Tuesday, February 14, 2017

My take on the resignation of National Security Adviser Michael Flynn.

Michael Flynn's DIA photo. 

As you are probably aware of National Security Adviser Michael Flynn resigned yesterday after a story in the Wall Street Journal (link behind a paywall) broke accusing him of lying about a phone conversation he had with the Russian ambassador. Flynn was accused of telling Russian Ambassador Sergey Kislyak that the incoming Trump administration would be more favorable then the Barack Obama administration on the issue of sanctions due to accused hacking. 

The left is, predictably, celebrating this as the first major scalp they have taken since the end of Barack Obama's presidency. I personally am not happy about it but I do have a few things to say to put this issue in perspective. 

1. Flynn was already on thin ice. There is a reason that he was not chosen over Mike Pence for VP and that is that he has already had some troubling links pop up in the vetting process. Back in 2015, he gave a paid speech for the Russian owned news outlet, RT.com, which Vladimir Putin himself attended, that may have also violated the Emoluments clause. This was strike one. It was a scandal, but one that could be easily handled.

Furthermore his consulting firm, Flynn Intel Group received money from the government of Turkey around the same time Flynn was working with Trump and getting classified briefings. He did not disclose this information until after it came out publicly. Strike two, and a pattern of dishonestly starting to appear. 

This latest example, where Flynn told the Russian ambassador something he probably shouldn't have and then, critically, lied about it to his bosses, was strike three. Any one of these scandals alone would not have been enough to sink Flynn, even the first one with the Emoluments clause. But taken together, Trump had little choice but to cut ties with Flynn. 

2. None of these scandals were all that serious. What really sunk Flynn was the dishonesty. He told VP Mike Pence that he didn't discuss anything noteworthy about Russian sanctions and then Pence went to bat for Flynn in the media. After sticking his neck out for Flynn, Pence was blindsided by the reports that he was lied too and that probably forced the issue. Pence was never a fan of Flynn in the first place so the bad blood was amplified. 

And I have to point out that Trump was correct to fire Flynn. All of the scandals that he had could have been cleaned up and countered if he had been honest in the first place. Since Flynn lied through his teeth, not only did he burn his bridges with Pence, he forced Trump into a position that he couldn't defend him anymore. And if there is one person in the world that the President needs to be honest, it's the National Security Adviser...

3. This was very clearly a political hit job from Barack Obama appointees angry about Flynn's politics, not his actual behavior, as questionable as it may be. Acting  AG Sally Yates was the origin of the report and was also backed up by James Clapper, former Director of National Intelligence and John Brennan, former Director of the CIA. All of these people were Obama appointees and all of them ended up out of a job after Trump took office (Yates lasted a bit longer then she should have but got fired anyways). 
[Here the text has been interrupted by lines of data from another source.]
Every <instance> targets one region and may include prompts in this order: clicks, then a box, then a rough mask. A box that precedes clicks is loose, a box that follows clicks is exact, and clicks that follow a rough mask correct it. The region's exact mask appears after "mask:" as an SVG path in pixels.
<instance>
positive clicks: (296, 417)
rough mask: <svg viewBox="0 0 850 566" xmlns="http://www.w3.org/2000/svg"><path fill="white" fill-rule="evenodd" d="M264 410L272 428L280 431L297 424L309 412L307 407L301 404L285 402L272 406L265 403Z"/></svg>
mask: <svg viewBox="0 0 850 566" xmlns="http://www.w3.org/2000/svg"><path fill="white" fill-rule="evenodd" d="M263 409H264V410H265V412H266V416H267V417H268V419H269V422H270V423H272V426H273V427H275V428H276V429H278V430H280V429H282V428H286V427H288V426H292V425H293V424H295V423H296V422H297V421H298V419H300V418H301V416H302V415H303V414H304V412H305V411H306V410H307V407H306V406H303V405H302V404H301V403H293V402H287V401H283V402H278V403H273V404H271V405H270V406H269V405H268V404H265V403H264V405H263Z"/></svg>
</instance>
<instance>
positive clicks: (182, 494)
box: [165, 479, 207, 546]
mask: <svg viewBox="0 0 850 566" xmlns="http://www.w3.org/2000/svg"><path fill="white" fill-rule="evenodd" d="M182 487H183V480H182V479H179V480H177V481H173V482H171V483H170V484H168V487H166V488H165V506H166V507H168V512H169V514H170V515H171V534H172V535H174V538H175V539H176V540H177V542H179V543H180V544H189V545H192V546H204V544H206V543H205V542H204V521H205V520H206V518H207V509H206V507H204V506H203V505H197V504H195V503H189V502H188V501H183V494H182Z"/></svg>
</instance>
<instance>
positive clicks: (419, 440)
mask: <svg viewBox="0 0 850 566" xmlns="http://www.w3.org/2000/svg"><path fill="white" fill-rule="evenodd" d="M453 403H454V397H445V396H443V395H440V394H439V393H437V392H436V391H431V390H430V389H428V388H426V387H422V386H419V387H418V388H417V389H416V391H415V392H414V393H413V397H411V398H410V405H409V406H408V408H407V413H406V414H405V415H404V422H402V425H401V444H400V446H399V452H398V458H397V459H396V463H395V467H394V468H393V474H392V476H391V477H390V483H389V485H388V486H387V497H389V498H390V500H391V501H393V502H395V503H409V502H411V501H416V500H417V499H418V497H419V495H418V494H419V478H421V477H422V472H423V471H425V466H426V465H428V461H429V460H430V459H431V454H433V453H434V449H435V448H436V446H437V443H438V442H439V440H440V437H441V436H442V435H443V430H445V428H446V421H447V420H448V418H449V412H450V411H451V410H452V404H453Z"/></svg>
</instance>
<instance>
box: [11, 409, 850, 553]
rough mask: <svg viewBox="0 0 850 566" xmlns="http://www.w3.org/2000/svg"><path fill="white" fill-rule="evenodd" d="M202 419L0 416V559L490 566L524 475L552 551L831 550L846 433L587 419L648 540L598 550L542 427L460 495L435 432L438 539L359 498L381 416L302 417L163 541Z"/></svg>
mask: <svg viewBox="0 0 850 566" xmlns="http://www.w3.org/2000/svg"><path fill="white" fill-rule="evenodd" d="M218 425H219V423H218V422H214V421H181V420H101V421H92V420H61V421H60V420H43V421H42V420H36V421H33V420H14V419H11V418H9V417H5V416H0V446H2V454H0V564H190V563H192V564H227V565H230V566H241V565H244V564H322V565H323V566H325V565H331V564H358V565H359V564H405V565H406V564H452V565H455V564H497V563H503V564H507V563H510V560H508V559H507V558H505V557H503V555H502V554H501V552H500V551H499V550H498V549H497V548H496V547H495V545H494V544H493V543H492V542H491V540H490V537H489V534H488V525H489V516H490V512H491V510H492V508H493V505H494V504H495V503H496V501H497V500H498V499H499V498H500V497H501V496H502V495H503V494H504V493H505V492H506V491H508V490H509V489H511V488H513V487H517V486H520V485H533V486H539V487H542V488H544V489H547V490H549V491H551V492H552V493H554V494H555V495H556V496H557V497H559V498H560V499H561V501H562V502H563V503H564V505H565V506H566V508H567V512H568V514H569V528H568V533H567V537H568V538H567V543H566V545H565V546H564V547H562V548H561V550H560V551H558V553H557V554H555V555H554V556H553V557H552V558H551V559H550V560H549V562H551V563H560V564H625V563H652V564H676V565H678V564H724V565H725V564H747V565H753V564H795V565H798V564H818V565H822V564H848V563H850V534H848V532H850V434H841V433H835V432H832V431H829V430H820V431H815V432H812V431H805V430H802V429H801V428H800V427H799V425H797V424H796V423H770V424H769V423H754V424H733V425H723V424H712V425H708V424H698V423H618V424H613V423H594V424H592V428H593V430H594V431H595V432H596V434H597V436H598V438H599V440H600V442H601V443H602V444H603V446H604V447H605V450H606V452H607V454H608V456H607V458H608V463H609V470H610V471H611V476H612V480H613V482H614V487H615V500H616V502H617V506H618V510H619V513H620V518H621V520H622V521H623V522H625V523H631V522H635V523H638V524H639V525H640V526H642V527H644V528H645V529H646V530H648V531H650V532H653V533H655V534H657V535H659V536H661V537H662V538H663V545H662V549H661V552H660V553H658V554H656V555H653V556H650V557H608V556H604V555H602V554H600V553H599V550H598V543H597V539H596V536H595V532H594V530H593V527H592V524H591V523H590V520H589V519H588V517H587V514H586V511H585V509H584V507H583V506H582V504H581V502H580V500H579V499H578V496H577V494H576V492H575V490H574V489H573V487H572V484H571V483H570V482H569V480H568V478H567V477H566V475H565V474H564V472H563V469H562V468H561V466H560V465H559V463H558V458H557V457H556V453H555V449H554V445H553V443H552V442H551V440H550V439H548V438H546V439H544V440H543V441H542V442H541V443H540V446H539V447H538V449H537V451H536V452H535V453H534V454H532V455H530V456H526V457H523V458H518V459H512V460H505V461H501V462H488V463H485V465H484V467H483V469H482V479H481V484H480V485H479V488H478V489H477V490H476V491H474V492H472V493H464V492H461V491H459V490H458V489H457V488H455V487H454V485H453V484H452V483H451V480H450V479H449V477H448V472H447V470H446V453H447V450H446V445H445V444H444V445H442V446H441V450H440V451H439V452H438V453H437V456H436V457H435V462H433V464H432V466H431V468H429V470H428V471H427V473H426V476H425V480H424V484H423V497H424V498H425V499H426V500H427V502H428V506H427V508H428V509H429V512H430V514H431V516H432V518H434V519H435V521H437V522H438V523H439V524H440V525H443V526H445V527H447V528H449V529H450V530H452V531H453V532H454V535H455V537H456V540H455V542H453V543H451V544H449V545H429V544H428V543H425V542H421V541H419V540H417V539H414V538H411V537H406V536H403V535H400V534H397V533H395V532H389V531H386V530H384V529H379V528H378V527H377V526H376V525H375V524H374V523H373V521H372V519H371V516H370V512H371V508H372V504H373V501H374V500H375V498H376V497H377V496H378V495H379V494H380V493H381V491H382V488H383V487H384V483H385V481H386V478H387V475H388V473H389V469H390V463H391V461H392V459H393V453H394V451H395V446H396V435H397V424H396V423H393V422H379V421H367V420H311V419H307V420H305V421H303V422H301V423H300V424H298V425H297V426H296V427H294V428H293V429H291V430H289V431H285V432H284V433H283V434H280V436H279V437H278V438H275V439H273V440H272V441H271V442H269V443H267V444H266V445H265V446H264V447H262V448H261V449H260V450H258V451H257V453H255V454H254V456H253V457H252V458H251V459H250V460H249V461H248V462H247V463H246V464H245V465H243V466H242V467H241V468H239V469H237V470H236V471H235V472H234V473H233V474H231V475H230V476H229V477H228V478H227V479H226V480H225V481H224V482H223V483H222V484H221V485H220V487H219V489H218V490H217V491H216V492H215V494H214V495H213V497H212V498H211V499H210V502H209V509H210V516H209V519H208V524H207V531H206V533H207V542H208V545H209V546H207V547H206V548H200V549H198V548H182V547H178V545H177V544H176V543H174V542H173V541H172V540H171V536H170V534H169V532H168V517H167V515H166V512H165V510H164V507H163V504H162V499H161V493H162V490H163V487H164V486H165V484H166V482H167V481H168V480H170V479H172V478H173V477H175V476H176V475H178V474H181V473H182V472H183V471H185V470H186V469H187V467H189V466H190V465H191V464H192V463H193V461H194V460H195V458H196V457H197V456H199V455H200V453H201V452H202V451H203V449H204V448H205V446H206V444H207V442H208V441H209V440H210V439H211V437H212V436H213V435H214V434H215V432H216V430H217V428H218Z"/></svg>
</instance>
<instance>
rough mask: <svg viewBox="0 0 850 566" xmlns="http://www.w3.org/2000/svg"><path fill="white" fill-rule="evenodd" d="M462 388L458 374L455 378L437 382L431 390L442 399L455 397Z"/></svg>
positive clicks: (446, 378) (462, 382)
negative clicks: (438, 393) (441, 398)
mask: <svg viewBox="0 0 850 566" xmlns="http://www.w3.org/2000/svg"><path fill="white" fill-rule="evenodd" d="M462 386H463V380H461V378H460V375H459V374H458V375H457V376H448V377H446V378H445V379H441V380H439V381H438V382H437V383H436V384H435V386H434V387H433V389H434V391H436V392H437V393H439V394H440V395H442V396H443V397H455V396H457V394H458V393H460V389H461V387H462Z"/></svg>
There is no doubt in my mind that Yates hated Flynn just because he was a Trump supporter and Clapper and Brennan hated him because he didn't want war with Russia. They wanted to ruin him because of his beliefs and Flynn gave them the perfect opportunity. And it is very telling that they were willing to leak the fact that the government had a transcript of the conversation between Flynn and the Russian ambassador... I don't think for a minute that they did this out of patriotism.  

4. All that being said, I think Flynn did the right thing in his phone call with the Russian ambassador. Though what he did was, at the very least, legally questionable, he may have prevented a war with Russia. Remember, in the period leading up to the inauguration, Barack Obama was doing everything he could to ratchet up tensions with the Russians. Not only did he slap fresh sanctions on Russia for alleged hacking, he also deployed troops to Europe in a reckless and brazen attempt to damage relations between America and Russia so badly that the new president couldn't fix them. 

That very well could have led to a war, which, given the fact that both Russia and America are nuclear powers, could have ended everything. Though Flynn didn't have permission to reassure the Russians that the Trump presidency wasn't going to be like the Obama one, I, for one, am glad that he did. Don't get me wrong, Trump was correct to fire Flynn, I would have done the same thing, but what he did was a service to the country, even if it wasn't technically legal or proper.